When Time Limits have been applied, your little rug rats can now check to see how much time they have left to goof off on the Mac before your digital iron fist slams down. When they click the menu-bar clock (where it now says the current time), a menu appears, complete with a readout that says, for example, “Parental Controls: Time Remaining 1:29.” Good parenting comes in many forms.

Other Tab

This tab offers a few miscellaneous options, including the following:

  • Hide profanity in Dictionary. OS X comes with a complete electronic copy of the New Oxford American Dictionary. And “complete,” in this case, means “it even has swear words.”

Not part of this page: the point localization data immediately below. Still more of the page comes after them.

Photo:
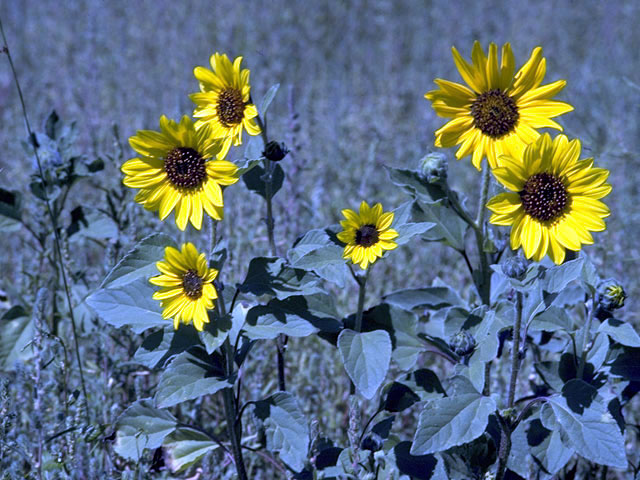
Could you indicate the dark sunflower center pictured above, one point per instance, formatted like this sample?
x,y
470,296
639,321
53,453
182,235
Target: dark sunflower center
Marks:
x,y
367,235
544,197
230,108
192,284
494,113
185,167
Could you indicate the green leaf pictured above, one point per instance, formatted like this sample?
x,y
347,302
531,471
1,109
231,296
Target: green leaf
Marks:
x,y
452,421
268,98
426,297
186,446
17,333
272,276
142,426
620,332
129,305
10,209
160,346
255,181
318,252
190,375
556,279
286,428
140,261
450,228
366,358
294,316
415,185
592,431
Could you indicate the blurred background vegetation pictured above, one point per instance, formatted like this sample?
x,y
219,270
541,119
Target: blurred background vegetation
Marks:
x,y
353,75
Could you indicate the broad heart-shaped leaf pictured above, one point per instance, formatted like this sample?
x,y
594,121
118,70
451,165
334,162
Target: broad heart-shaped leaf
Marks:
x,y
131,305
451,421
190,375
593,433
366,358
272,276
17,333
158,347
450,228
184,447
286,428
294,316
268,98
415,185
426,297
140,261
621,332
319,251
142,426
254,180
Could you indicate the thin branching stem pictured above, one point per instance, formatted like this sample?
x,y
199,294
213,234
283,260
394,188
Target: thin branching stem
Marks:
x,y
52,217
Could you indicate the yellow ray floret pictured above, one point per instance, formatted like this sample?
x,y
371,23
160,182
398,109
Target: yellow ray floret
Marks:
x,y
367,234
177,170
186,286
498,112
554,201
223,105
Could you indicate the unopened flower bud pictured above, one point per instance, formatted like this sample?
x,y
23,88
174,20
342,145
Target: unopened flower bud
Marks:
x,y
611,295
275,151
515,267
433,167
462,343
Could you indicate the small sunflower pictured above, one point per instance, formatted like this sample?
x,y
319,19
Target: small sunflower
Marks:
x,y
186,286
554,201
500,113
223,105
176,170
367,234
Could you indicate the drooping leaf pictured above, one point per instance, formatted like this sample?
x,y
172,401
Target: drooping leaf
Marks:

    Turning on “Hide profanity in Dictionary” is like having an Insta-Censor™. It hides most of the naughty words from the dictionary whenever your young account holder is logged in.

  • Limit printer administration. When this checkbox is on, your underlings aren’t allowed to change your Mac’s printer settings. You wouldn’t want them deleting or installing any printers, would you?

  • Limit CD and DVD burning. When you first create Standard accounts, their holders are free to burn CDs or DVDs. But in a school lab, for example, you might want to turn off the ability to burn discs (to block software piracy). That’s why this box is here.

  • Disable changing the password. Pretty self-explanatory. This option prevents your unruly minions from changing their passwords. That’s your job, after all.